- Weaver Mountains Location within Arizona

Highest point
- Peak: Weaver Peak
- Elevation: 6,574 ft (2,004 m)
- Coordinates: 34°19′38″N 112°48′36″W﻿ / ﻿34.327247°N 112.809903°W

Dimensions
- Length: 25 mi (40 km) NW-SE
- Width: 12 mi (19 km)

Geography
- Country: United States
- State: Arizona
- Regions: Arizona transition zone and Sonoran Desert
- County: Yavapai
- Settlement: Yarnell
- Range coordinates: 34°13′21″N 112°44′59″W﻿ / ﻿34.22250°N 112.74972°W
- Borders on: Bradshaw Mountains, Hassayampa River and Date Creek Mountains

= Weaver Mountains =

Landform in Yavapai County, Arizona

The Weaver Mountains are a smaller mountain range to the southwest of the Bradshaw Mountains in central-west Yavapai County, Arizona. Yarnell, at the summit of the Yarnell Hill, Arizona State Route 89, is at the center of the range.

==Description==

The range is northwest–southeast trending, but more due east on the east end. The northeast, east, and southeast is separated from the Bradshaw Mountains by the Hassayampa River.

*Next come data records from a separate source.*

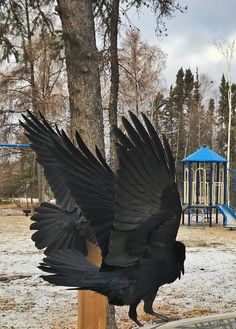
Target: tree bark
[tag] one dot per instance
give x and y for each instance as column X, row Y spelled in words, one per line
column 82, row 70
column 87, row 117
column 114, row 88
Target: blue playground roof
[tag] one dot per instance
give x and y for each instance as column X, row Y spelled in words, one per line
column 204, row 154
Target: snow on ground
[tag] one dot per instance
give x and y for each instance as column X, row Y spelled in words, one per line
column 26, row 301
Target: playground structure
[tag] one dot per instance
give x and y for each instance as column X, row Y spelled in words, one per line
column 204, row 188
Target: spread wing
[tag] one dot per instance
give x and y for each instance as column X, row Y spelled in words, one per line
column 91, row 183
column 41, row 135
column 62, row 225
column 148, row 207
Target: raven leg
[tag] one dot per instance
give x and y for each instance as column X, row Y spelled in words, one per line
column 148, row 301
column 133, row 313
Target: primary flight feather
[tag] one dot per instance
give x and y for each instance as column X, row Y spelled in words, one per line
column 132, row 215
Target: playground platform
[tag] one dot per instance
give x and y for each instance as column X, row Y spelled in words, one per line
column 217, row 321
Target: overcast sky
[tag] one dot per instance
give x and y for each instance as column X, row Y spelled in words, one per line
column 191, row 35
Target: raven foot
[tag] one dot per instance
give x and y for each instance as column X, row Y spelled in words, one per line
column 161, row 316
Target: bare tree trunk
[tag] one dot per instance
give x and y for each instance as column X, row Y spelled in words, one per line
column 87, row 117
column 114, row 80
column 82, row 70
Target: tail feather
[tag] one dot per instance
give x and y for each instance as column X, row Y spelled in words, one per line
column 59, row 229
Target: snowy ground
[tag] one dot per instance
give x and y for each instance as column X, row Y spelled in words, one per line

A list of peaks in the range, from the northwest are: Ritter Peak, Weaver Peak, Rocky Boy Peak, Antelope Peak, Rich Hill, Weaver Mountain, and Wades Butte. Sam Powell Peak and Seal Mountain border the Hassayampa River. Weaver Peak is about 7 mi west of Yarnell. At the west and southwest, Cottonwood Creek and a valley separates the Weaver Mountains from a smaller mountain range to the southwest, the Date Creek Mountains.

==History and attractions==

The Weaver Mountains are noted for their mines; also placer gold.